Вдоль садовой стены шел ряд соединенных каменных коттеджей. Их двери были нараспашку, и, шагая через сад в офис организации, он остановился, чтобы заглянуть внутрь одного из них. В этих домах явно размещались прежде слуги семьи палестинского купца, и тем не менее не осталось и следа пребывания в них арабов. Привычное для ближневосточного жилища убранство сменилось не то чтобы израильским или американским, а скорее характерным для британского колониального стиля. Галилейский Дом владел виллой меньше двадцати лет, однако ее обитатели, похоже, — и, конечно, без определенного умысла — собрали здесь все, что осталось от британского владычества в Леванте со времен Измаил-паши.
Представшая глазам Лукаса крохотная комнатка выглядела как в летнем домике в горах, принадлежащем англичанину в Индии колониальных времен, тоскующему по своему коттеджу на берегу Уиндермира[194]. Стены обшиты деревянными панелями, фарфор с ивовым рисунком, уютные мягкие диваны и дубовые столики с куклами в кружевах, шезлонг с валлийским покрывалом. На эстампах по бордовым стенам пейзажи Северо-Шотландского нагорья с пасущимися стадами и героические жены смотрителей маяков. Друг против друга в сумрачной, с единственным окном комнате висело изображение иерусалимского храма Святого Петра и репродукция «Козла отпущения» Холмана Ханта[195].
Остановившись у входа в главное здание, Лукас ждал, пока слуга-араб не откроет на его звонок; однако дверь открыла молодая девушка, явно американка. Высокая, светловолосая и по-девичьи почтительная, чью красоту портила только легкая экземная краснота на щеках. Они поздоровались за руку, и она представилась: Дженнифер.

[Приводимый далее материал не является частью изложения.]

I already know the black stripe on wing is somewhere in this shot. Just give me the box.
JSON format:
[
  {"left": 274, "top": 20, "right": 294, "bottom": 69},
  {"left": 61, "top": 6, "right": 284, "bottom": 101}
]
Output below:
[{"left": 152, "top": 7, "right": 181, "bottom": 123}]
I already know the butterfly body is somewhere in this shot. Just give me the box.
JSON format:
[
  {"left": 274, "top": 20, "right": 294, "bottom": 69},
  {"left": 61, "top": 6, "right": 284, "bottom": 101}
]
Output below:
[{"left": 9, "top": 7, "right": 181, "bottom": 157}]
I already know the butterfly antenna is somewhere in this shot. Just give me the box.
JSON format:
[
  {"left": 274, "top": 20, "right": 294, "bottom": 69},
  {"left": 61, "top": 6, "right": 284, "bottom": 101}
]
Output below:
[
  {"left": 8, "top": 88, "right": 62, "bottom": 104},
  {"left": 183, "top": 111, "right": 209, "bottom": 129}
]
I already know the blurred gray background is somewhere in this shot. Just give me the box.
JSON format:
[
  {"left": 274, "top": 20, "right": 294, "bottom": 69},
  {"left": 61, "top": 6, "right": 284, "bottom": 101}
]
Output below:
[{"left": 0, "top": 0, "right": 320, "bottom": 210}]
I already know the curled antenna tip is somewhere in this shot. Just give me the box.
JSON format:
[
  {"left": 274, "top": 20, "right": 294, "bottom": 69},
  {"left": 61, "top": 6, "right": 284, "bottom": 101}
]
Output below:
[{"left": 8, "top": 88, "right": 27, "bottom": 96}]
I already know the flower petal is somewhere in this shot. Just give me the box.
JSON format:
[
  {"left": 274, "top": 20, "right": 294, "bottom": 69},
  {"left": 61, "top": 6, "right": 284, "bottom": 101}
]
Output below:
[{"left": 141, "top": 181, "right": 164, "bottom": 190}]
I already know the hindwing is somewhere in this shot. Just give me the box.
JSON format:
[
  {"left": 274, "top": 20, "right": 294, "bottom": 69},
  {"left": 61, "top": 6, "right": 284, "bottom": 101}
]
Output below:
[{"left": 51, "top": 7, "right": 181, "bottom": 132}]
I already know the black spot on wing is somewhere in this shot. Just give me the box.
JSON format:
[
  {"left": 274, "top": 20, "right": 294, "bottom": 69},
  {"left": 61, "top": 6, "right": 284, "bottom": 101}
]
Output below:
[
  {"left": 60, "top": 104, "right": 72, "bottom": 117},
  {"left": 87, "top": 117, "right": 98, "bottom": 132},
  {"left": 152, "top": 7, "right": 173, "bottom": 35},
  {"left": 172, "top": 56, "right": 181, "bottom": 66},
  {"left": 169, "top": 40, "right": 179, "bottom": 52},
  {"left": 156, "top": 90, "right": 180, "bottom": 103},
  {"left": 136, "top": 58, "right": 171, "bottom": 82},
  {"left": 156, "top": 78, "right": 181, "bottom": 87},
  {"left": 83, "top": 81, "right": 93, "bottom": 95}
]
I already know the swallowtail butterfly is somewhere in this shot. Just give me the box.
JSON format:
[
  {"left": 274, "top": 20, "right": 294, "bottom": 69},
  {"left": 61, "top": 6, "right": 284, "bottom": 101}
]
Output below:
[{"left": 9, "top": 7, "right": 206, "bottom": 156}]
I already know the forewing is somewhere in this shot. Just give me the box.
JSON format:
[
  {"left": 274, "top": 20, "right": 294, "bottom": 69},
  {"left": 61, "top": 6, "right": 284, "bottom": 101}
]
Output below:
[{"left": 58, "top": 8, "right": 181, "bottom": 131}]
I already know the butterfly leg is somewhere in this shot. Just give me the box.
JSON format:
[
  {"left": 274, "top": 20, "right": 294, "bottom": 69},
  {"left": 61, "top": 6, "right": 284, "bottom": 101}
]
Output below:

Дженнифер провела его в офис — комнату с толстыми стенами, устланную прекрасными турецкими коврами и уставленную скандинавской мебелью. Дневной свет едва проникал в комнату, в которой, должно быть, размещалась бухгалтерия эфенди, и потому здесь горели неяркие верхние лампы. В одном углу стояла модель некоего древнего строения, наподобие египетских храмов под стеклянным колпаком в нью-йоркском музее Метрополитен.
В другом углу за длинным письменным столом красного дерева сидел человек в тропическом костюме неприятного оттенка коричневого, при галстуке цвета пиццы с вялой брокколи. Напротив него, как королева-супруга, разделяющая трон, сидела женщина с лошадиным лицом, в желтом брючном костюме, с короткими черными волосами и торчащими зубами.